Mesmo os que estiveram no auditório da TV Record não conseguiram afirmar, com absoluta certeza, qual a composição vencedora do festival. E foi com essa fragilidade da memória que a apresentadora do programa, Débora Bloch, com a vivacidade característica dos jovens, brincou o tempo todo. Foi desfilando as atrações de 20 anos atrás, entrevistando Randal Juliano, Branca Ribeiro, pessoas que compuseram o corpo de jurados, gente que participou, de uma maneira ou de outra, da competição na platéia, na orquestra ou no palco, dando chances para que nós, telespectadores, nos lembrássemos do resultado. Entre um quadro e outro, repetia a questão: “Banda” ou “Disparada”, deixando-a como gancho para o segmento seguinte.
Muita gente acertou o resultado desde o começo. Ou por “chute”, ou por ter memória privilegiada, dessas que retêm, com detalhes, datas, nomes, fatos e outras espécies de informação. Alguns preferiram não forçar a barra e esperar o fim do programa. Mas a maioria tinha absoluto desconhecimento de qual das músicas foi a vencedora , até porque nem mesmo era nascida na época.

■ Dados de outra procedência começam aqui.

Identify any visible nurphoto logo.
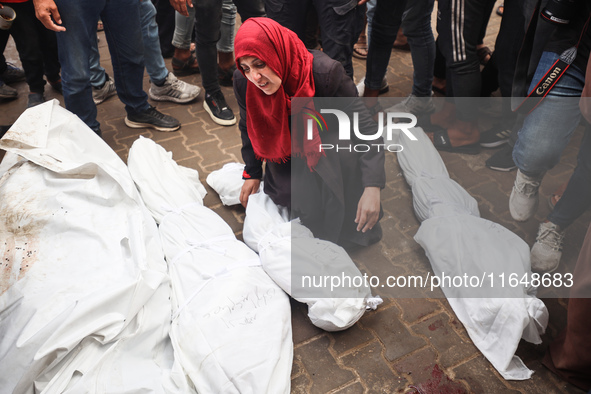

Débora soube conduzir, com seu inegável talento, o nosso interesse até a “grand finale”. Que acabou, convenhamos, surpreendendo a muitos.
Tenho, apenas, uma pequena crítica a fazer. Não ficaram muito claros, para alguns, os papeis de Caetano Veloso e de Gilberto Gil, por exemplo, naquele festival. Qual a colocação dos dois? Como foi a sistemática daquela disputa? Quantas categorias de prêmios havia? Mas a ausência dessas informações não anulou o lirismo da apresentação e nem diminuiu a saudade dos anos que passaram sem que nos apercebêssemos, entretidos que estávamos com o supérfluo, que então julgávamos ser o essencial.
Foram tempos difíceis, sem dúvida. Se bem me recordo, o País passava por uma crise muito parecida com a atual, com altas taxas de inflação, desemprego e restrições à liberdade, principalmente a de expressão. Mas nosso ânimo era diferente. Vivíamos aquela fase em que nos julgamos indestrutíveis e poderosos a ponto de mudarmos o mundo.
Se os próximos quatro programas dessa série documental, que antecede o “Festival dos Festivais”, forem de igual densidade, teremos a oportunidade de conhecer um pouco da história da nossa cultura contemporânea. E, por extensão, vamos ter a chance de resgatar, em nossa memória, um trecho da nossa vida, que então parecia, muitas vezes, monótona e descolorida, mas no qual (conforme diz a letra do mestre Ataúlfo Alves), “nós éramos felizes, e não sabíamos”.
(Comentário publicado na editoria de Artes, do Correio Popular, em 31 de maio de 1985).